Here at Insidebikes we absolutely love a middleweight. There’s such a mixture of machinery from the fun and playful to the impressively retro, all offering a different style but nearly all doing so for a very reasonable price. And now, there are to new kids on the block from Moto Morini; the 6½ Seiemmezzo, which comes in a roadster style with the STR, and an urban, dual-purpose retro style in the SCR.
Powered by a 649cc twin, the Seiemmezzos offer up 61bhp at 8,250rpm, along with 54Nm torque at 7,000rpm, which although isn’t ground-breaking, is still respectable. What is ground-breaking however is their list of components: a 16-litre tank, Brembo brakes, Pirelli rubber, fully adjustable Kayaba suspension, Bosch ABS and even a 5” colour TFT dash, which comes equipped with smartphone connectivity as standard. Both models share this same basis, although unlike the roadster-style STR, the SCR not only has a different, retro look, but also comes with higher ‘bars, dual purpose Pirelli MT60RS rubber, spoked wheels, a higher mud guard, a small fly screen, a fancier seat, gold forks and a slightly different tank. We tested Morini’s X-Cape adventure bike a few months ago. That bike shares the same motor as the Seiemmezzos, and the only drawback I had was the lack of punch from the engine, but with a little less weight on the naked machines, they should be slightly better equipped. So, for £6,699 and £6,999 respectively, how do they perform?

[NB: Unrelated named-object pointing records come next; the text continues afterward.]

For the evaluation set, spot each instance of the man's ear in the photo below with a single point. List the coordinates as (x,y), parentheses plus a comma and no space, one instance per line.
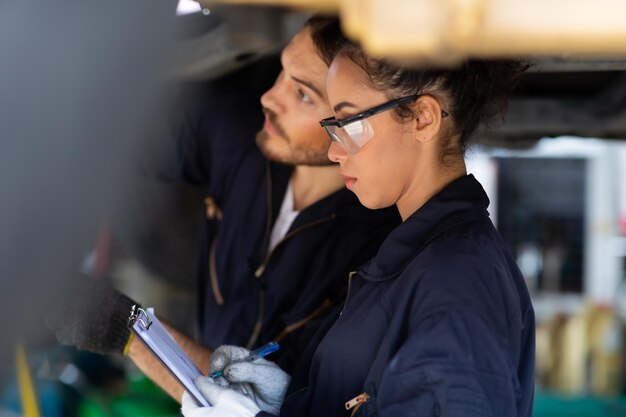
(427,118)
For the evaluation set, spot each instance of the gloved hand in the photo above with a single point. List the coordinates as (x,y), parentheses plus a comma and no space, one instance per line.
(225,401)
(263,380)
(94,317)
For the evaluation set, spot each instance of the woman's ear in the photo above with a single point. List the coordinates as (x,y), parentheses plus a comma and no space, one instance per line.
(427,118)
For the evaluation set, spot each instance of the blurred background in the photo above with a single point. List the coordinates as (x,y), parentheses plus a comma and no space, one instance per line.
(87,90)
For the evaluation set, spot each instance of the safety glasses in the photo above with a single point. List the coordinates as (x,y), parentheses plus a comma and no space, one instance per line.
(353,132)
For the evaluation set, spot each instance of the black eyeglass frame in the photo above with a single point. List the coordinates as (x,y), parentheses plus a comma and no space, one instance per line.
(331,121)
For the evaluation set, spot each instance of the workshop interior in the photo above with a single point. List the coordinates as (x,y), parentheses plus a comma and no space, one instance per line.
(86,90)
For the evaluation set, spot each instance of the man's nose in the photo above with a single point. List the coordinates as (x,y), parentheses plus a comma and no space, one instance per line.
(271,99)
(336,153)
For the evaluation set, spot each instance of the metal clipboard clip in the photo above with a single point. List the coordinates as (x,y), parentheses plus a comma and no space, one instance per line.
(138,314)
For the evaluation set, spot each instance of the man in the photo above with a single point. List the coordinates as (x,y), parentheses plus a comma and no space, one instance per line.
(283,233)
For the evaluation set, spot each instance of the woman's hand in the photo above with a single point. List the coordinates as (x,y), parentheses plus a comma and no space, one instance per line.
(261,379)
(226,402)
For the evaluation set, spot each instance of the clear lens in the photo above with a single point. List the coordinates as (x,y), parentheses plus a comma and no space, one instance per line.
(352,136)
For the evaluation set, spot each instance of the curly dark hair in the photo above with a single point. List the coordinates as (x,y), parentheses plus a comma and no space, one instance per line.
(472,93)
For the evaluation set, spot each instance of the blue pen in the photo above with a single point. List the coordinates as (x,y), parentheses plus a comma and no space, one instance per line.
(259,353)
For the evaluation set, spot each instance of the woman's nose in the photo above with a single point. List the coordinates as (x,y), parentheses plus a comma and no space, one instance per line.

Riding the STR roadster style Seiemmezzo first, I have to say that the finish of the machine is sublime for the price. Not only does it have a nice silhouette, but it looks great in the sunshine and everything is finished nicely up close, with a quality, big-bike feel as soon as you jump on. The dash is really informative and a good size, and all the switchgears are exactly where you need them to be. Riding at slow speeds I have to say that the STR feels like a very accomplished machine, that’s not only smooth but well balanced too, with a gentle throttle, soft clutch and decent turning circle too. It really feels like a proper machine, with the only real niggle through town being the fact that gearbox doesn’t quite feel ultra-refined, with the gaps between gears being far bigger than you’d expect.
Getting the STR onto the open road and it more than held its own; the suspension and brakes offered a respectably pliant ride with bucketloads of feedback, while the engine was more than capable of keeping things fairly interesting. The most impressive thing though is how it really does feel like a proper, big bike; in a world where some machinery can feel small and toy-like, the STR really does give that essence of a higher capacity, and indeed a higher priced machine. But that does have a drawback, as it’s not quite as playful as some of the competition in the middleweight, naked sector; it just lacks that agility and eagerness that come so easily to bikes like the Yamaha MT-07, or the Aprilia Tuono 660. But then again, it works in its favour in some respects, as not everyone wants big wheelies and wild rides.
And on the subject of which, this is where the cool, calm and collected SCR comes into its own. Unlike the roadster, which is always going to be compared to its rivals in terms of performance as its in the nature of the category, the SCR feels absolutely spot on in terms of where it sits in the sector. With those subtle tweaks it looks and feels that little bit more laid back and even just the small details, like the little fly screen, make a big difference to creating a really enjoyable ride - even the change in rubber doesn’t detract from the riding experience. Everything works so well and in all honesty I wasn’t expecting to enjoy the retro frock as much as I did, because as far as a middleweight machine goes, the nature of the engine and chassis just works perfectly with Morini’s aim of crafting not only a trendy and unique machine, but a machine that makes you feel trendy and unique as well. In all honesty, after racking up the miles on the SCR I could happily see myself having one in my garage, for those chilled out, evening rides on summer.
I have to admit, considering the asking price I wasn’t expecting the Seiemmezzo models from Moto Morini to be as good as they are, not just in terms of their components, but in terms of their general riding dynamics. Sure, I loved the tall-rounder iteration in the X-Cape but I actually think the platform suits these two machines just as well, with a slightly better execution when it all boils down to the riding experience. If you’re after something cool and Italian on a budget, you really won’t be going wrong with one of these two little gems.